Depuis, les courtiers et autres donneurs d’ordres en chair et en os, hurlant et donnant aux grandes Bourses mondiales des allures de rings ont été remplacés par des ordinateurs perfectionnés et ultrarapides. Aujourd’hui, 70 % des opérations boursières aux États-Unis et 40 % en Europe sont commandées par ces ordinateurs capables d’intervenir sur les marchés pour acheter et vendre à la vitesse de la lumière. Le temps d’un clin d’oeil, la machine peut effectuer sept mille opérations !

La crise des subprimes de 2008 est passée, mais le nouveau danger se cacherait derrière trois lettres : « THF », pour « trading haute fréquence ». Un univers dans lequel l’économie réelle disparaît au profit d’une spéculation aveugle et brutale. Il y a quelques mois, le journaliste américain Michael Lewis publiait Flash Boys, A Wall Street Revolt, ouvrage qui fit grand bruit. Il y dénonçait à l’issue d’une longue enquête une Bourse « truquée » par des logiciels ultrarapides, permettant à certains « maîtres du temps » de s’enrichir en faussant les règles du jeu.

À l’origine de ces révélations, Brad Katsuyama, courtier canadien devenu lanceur d’alerte. Arrivé en 2001 à Wall Street, il dirigeait une trentaine de courtiers à la Banque Royale du Canada. Très vite, il détecte des anomalies, comme l’impossibilité d’acheter des actions au prix indiqué. Avec l’accord de ses patrons, il va enquêter pendant deux ans, pour découvrir un système de courtage à haute fréquence qui échappe à tout contrôle humain et peut provoquer des minikrachs. Toujours à l’affût des bonnes histoires, Hollywood a acheté les droits de Flash Boys.

Comment expliquer ce monde mystérieux d’algorithmes, de fibre, de vitesse absolue ? Ivan Macaux, auteur de ce documentaire complexe et captivant, a choisi un style polar bien rythmé, avec l’aide d’Ali Baddou, transformé en détective de terrain.

De New York à Londres, de Chicago à Bruxelles en passant par Paris, ses rencontres avec d’anciens courtiers, des lanceurs d’alerte, des gendarmes de la Bourse, des patrons de sociétés THF, des mathématiciens permettent de comprendre les méthodes agressives du courtage à haute fréquence. Mani Mahjouri, l’un des dirigeants de Tradeworx, l’une des rares sociétés de THF à ouvrir ses portes aux États-Unis, déclare : « Je suis comme un pilote de chasse, capable de faire des frappes chirurgicales de manière efficace sur les marchés boursiers. Nous sommes dans un monde où la vitesse est essentielle. Avoir une technologie de pointe vous rend meilleur… »

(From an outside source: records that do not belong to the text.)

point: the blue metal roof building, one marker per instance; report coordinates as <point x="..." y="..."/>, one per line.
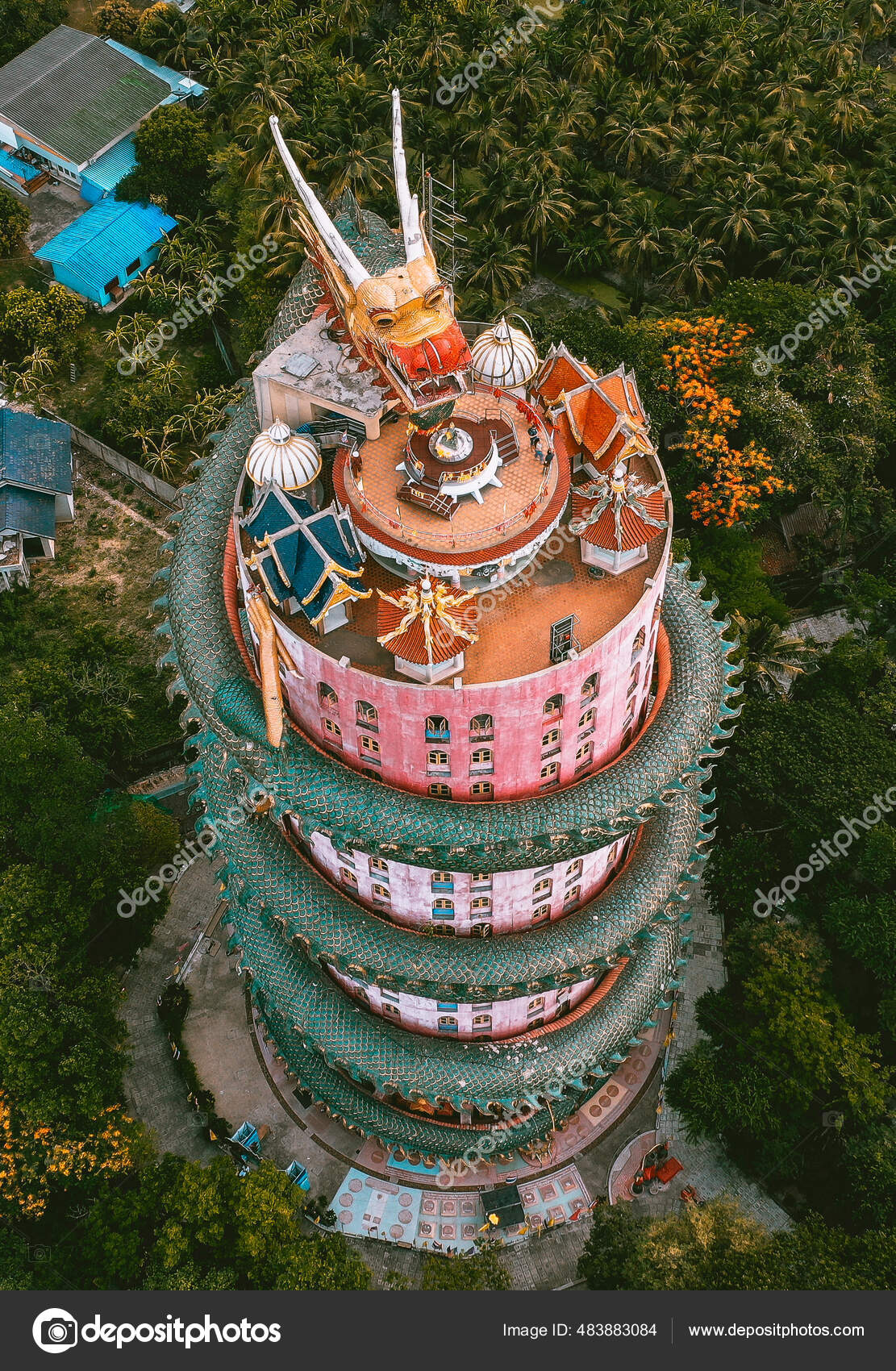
<point x="103" y="176"/>
<point x="35" y="490"/>
<point x="106" y="248"/>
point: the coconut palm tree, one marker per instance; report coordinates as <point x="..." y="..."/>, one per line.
<point x="696" y="266"/>
<point x="498" y="266"/>
<point x="772" y="657"/>
<point x="633" y="132"/>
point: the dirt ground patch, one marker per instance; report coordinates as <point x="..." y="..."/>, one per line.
<point x="106" y="560"/>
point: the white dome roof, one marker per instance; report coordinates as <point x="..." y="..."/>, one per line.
<point x="282" y="456"/>
<point x="504" y="356"/>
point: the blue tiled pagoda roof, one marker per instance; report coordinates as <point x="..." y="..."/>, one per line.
<point x="302" y="552"/>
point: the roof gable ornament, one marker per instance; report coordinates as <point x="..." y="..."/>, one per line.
<point x="427" y="623"/>
<point x="617" y="510"/>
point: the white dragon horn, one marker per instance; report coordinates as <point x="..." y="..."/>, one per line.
<point x="333" y="240"/>
<point x="409" y="207"/>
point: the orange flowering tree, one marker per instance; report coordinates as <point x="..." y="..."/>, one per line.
<point x="37" y="1161"/>
<point x="736" y="479"/>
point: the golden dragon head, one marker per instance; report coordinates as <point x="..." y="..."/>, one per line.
<point x="402" y="321"/>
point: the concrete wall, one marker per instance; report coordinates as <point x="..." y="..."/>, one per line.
<point x="323" y="701"/>
<point x="502" y="1019"/>
<point x="503" y="901"/>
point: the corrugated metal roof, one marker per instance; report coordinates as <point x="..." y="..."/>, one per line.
<point x="23" y="170"/>
<point x="31" y="513"/>
<point x="106" y="239"/>
<point x="77" y="94"/>
<point x="180" y="84"/>
<point x="114" y="165"/>
<point x="35" y="452"/>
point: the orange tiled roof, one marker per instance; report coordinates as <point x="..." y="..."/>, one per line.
<point x="427" y="621"/>
<point x="561" y="372"/>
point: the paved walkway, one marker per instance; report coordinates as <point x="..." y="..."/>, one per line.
<point x="154" y="1086"/>
<point x="248" y="1083"/>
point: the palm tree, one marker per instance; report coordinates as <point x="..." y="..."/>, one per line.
<point x="633" y="133"/>
<point x="772" y="657"/>
<point x="696" y="265"/>
<point x="735" y="217"/>
<point x="541" y="206"/>
<point x="351" y="17"/>
<point x="500" y="266"/>
<point x="639" y="243"/>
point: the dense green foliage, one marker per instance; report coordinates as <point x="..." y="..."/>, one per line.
<point x="794" y="1073"/>
<point x="714" y="1247"/>
<point x="23" y="23"/>
<point x="180" y="1226"/>
<point x="14" y="221"/>
<point x="172" y="147"/>
<point x="117" y="19"/>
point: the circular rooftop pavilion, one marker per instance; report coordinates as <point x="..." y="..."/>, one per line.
<point x="392" y="491"/>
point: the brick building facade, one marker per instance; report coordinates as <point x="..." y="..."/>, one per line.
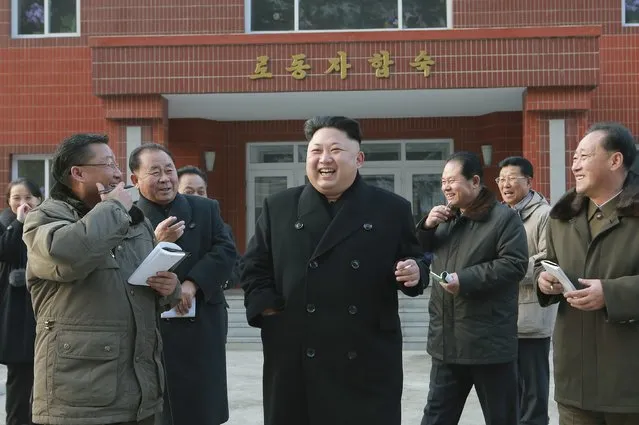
<point x="521" y="77"/>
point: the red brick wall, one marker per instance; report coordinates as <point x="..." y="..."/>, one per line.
<point x="188" y="138"/>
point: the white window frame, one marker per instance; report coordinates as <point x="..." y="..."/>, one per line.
<point x="47" y="34"/>
<point x="296" y="170"/>
<point x="47" y="168"/>
<point x="296" y="21"/>
<point x="623" y="16"/>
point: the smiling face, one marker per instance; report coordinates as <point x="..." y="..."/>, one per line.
<point x="332" y="161"/>
<point x="513" y="185"/>
<point x="458" y="190"/>
<point x="156" y="177"/>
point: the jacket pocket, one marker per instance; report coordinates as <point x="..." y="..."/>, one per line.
<point x="85" y="370"/>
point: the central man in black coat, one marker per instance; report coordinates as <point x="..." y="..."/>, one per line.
<point x="195" y="353"/>
<point x="320" y="277"/>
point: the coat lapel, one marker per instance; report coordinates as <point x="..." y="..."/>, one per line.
<point x="348" y="219"/>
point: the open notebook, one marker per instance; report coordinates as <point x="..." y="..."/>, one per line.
<point x="165" y="257"/>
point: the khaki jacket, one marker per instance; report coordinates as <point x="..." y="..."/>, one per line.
<point x="534" y="321"/>
<point x="98" y="350"/>
<point x="595" y="352"/>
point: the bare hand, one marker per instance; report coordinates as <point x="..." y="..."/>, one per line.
<point x="407" y="272"/>
<point x="548" y="284"/>
<point x="188" y="297"/>
<point x="22" y="212"/>
<point x="163" y="283"/>
<point x="452" y="287"/>
<point x="117" y="193"/>
<point x="587" y="299"/>
<point x="437" y="215"/>
<point x="166" y="231"/>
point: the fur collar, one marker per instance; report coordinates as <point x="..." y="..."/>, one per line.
<point x="572" y="203"/>
<point x="480" y="208"/>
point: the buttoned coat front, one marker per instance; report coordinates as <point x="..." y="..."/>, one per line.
<point x="333" y="354"/>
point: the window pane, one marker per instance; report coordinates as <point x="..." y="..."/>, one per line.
<point x="272" y="15"/>
<point x="62" y="16"/>
<point x="383" y="181"/>
<point x="424" y="13"/>
<point x="382" y="152"/>
<point x="347" y="14"/>
<point x="32" y="169"/>
<point x="30" y="17"/>
<point x="427" y="151"/>
<point x="632" y="11"/>
<point x="269" y="154"/>
<point x="426" y="194"/>
<point x="266" y="186"/>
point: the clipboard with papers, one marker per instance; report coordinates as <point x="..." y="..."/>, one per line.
<point x="559" y="274"/>
<point x="166" y="256"/>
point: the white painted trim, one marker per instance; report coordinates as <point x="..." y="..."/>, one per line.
<point x="557" y="158"/>
<point x="400" y="21"/>
<point x="47" y="34"/>
<point x="133" y="140"/>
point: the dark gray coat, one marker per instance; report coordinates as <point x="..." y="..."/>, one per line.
<point x="17" y="324"/>
<point x="333" y="355"/>
<point x="487" y="248"/>
<point x="194" y="349"/>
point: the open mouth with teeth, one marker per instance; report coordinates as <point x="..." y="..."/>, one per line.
<point x="326" y="172"/>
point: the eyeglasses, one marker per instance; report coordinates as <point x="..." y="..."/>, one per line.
<point x="509" y="179"/>
<point x="111" y="165"/>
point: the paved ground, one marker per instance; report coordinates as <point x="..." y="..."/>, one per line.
<point x="245" y="393"/>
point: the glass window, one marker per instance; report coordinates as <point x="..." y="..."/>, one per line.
<point x="420" y="151"/>
<point x="34" y="169"/>
<point x="269" y="154"/>
<point x="45" y="17"/>
<point x="631" y="12"/>
<point x="382" y="151"/>
<point x="279" y="15"/>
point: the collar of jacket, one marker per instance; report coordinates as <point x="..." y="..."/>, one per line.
<point x="572" y="203"/>
<point x="479" y="209"/>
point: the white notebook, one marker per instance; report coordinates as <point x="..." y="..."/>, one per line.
<point x="164" y="257"/>
<point x="559" y="274"/>
<point x="172" y="314"/>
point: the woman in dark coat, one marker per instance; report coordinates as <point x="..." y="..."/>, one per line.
<point x="17" y="324"/>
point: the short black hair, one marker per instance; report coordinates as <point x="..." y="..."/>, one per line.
<point x="191" y="169"/>
<point x="33" y="188"/>
<point x="347" y="125"/>
<point x="518" y="161"/>
<point x="618" y="139"/>
<point x="73" y="150"/>
<point x="134" y="158"/>
<point x="471" y="164"/>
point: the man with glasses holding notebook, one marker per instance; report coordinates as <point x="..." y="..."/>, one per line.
<point x="592" y="237"/>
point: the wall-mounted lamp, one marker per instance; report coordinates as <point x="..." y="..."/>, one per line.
<point x="487" y="154"/>
<point x="209" y="161"/>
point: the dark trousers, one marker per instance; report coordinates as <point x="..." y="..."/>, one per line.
<point x="19" y="387"/>
<point x="534" y="380"/>
<point x="495" y="384"/>
<point x="569" y="415"/>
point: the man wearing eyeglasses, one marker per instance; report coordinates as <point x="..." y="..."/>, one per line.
<point x="98" y="352"/>
<point x="535" y="323"/>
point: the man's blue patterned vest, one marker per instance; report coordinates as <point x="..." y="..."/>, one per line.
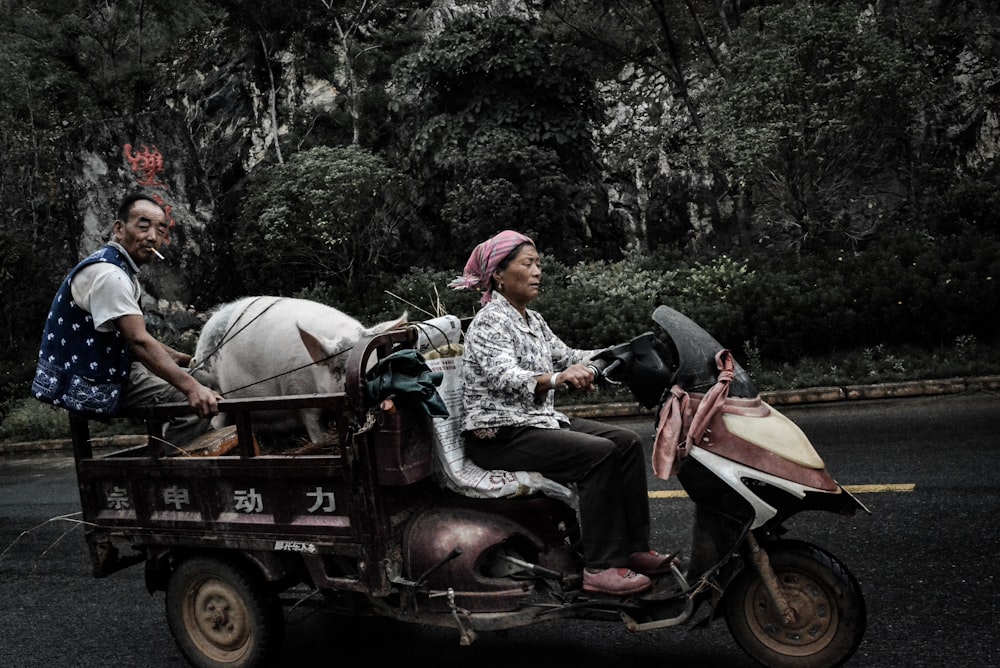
<point x="80" y="368"/>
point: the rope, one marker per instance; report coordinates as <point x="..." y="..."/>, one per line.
<point x="226" y="338"/>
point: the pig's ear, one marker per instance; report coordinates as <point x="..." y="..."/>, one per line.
<point x="387" y="325"/>
<point x="319" y="347"/>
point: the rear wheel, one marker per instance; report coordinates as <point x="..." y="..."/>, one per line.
<point x="830" y="615"/>
<point x="221" y="616"/>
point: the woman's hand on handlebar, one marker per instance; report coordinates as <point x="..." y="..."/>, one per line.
<point x="578" y="377"/>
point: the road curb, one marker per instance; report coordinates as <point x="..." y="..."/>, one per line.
<point x="814" y="395"/>
<point x="819" y="395"/>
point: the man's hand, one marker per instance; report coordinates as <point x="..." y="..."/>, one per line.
<point x="204" y="400"/>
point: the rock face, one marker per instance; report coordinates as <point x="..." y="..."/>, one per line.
<point x="221" y="118"/>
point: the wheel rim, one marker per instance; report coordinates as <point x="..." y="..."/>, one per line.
<point x="217" y="619"/>
<point x="812" y="627"/>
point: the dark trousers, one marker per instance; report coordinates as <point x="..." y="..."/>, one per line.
<point x="606" y="463"/>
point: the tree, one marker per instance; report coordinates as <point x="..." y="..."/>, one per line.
<point x="327" y="215"/>
<point x="482" y="96"/>
<point x="812" y="126"/>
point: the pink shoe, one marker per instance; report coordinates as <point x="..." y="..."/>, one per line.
<point x="615" y="581"/>
<point x="652" y="562"/>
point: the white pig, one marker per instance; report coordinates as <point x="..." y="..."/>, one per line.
<point x="278" y="346"/>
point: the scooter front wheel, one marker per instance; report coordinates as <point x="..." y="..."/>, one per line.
<point x="829" y="610"/>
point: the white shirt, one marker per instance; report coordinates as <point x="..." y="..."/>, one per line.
<point x="106" y="292"/>
<point x="503" y="354"/>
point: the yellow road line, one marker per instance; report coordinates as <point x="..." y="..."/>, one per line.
<point x="871" y="489"/>
<point x="854" y="489"/>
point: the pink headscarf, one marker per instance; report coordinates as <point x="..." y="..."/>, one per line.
<point x="484" y="260"/>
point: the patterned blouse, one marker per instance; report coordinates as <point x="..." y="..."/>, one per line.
<point x="503" y="354"/>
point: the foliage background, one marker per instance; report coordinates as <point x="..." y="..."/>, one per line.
<point x="809" y="179"/>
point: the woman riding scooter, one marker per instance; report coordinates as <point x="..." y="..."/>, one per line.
<point x="513" y="364"/>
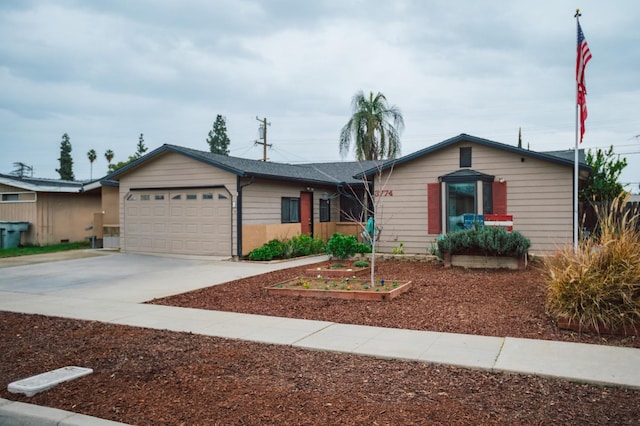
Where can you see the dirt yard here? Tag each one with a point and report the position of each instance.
(152, 377)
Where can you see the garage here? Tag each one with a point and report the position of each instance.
(196, 221)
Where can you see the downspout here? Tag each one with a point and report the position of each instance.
(239, 213)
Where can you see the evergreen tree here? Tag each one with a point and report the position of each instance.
(66, 162)
(520, 137)
(141, 149)
(218, 140)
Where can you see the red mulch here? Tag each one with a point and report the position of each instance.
(152, 377)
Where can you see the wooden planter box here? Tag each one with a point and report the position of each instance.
(336, 272)
(484, 262)
(371, 294)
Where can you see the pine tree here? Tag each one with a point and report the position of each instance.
(66, 162)
(218, 140)
(520, 137)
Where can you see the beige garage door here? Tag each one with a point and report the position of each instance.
(181, 221)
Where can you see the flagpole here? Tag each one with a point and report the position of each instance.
(575, 169)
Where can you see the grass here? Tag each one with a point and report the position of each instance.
(599, 284)
(31, 249)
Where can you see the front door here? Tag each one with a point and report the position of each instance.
(306, 213)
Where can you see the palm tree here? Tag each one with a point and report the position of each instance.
(375, 127)
(91, 155)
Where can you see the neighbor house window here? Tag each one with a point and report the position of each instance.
(290, 210)
(325, 211)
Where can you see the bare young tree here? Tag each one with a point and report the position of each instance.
(371, 220)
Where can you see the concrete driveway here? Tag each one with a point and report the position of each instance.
(125, 277)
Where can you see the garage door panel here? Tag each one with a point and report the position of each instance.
(187, 222)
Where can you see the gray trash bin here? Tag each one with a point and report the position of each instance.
(10, 233)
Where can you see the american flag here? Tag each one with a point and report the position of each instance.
(584, 56)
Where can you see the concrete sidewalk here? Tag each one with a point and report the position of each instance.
(595, 364)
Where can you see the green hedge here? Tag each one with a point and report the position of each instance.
(487, 240)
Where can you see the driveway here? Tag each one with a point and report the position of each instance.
(125, 277)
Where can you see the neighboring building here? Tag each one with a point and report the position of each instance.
(57, 210)
(183, 201)
(425, 194)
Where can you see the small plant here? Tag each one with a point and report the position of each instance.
(343, 246)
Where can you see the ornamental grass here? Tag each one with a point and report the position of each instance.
(598, 285)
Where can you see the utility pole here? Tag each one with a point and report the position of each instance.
(263, 133)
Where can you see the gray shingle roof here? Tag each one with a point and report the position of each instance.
(319, 173)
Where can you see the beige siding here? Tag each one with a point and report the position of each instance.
(173, 170)
(539, 196)
(52, 217)
(65, 217)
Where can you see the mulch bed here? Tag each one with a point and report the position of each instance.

Dans cet univers sans merci, les Bourses européennes et américaines se sont lancées dans une course folle pour investir dans des systèmes de connexion toujours plus rapides. Avec de telles pratiques, le prochain krach sera sanglant. Peut-on éviter la catastrophe ? Brad Katsuyama y veille. Depuis un an et demi, il a lancé une plate-forme qui a séduit des fonds d’investissement et des grandes banques. Ce marché à vitesse limitée, censé être plus juste, accueille déjà 1 % des échanges d’actions effectués aux États-Unis.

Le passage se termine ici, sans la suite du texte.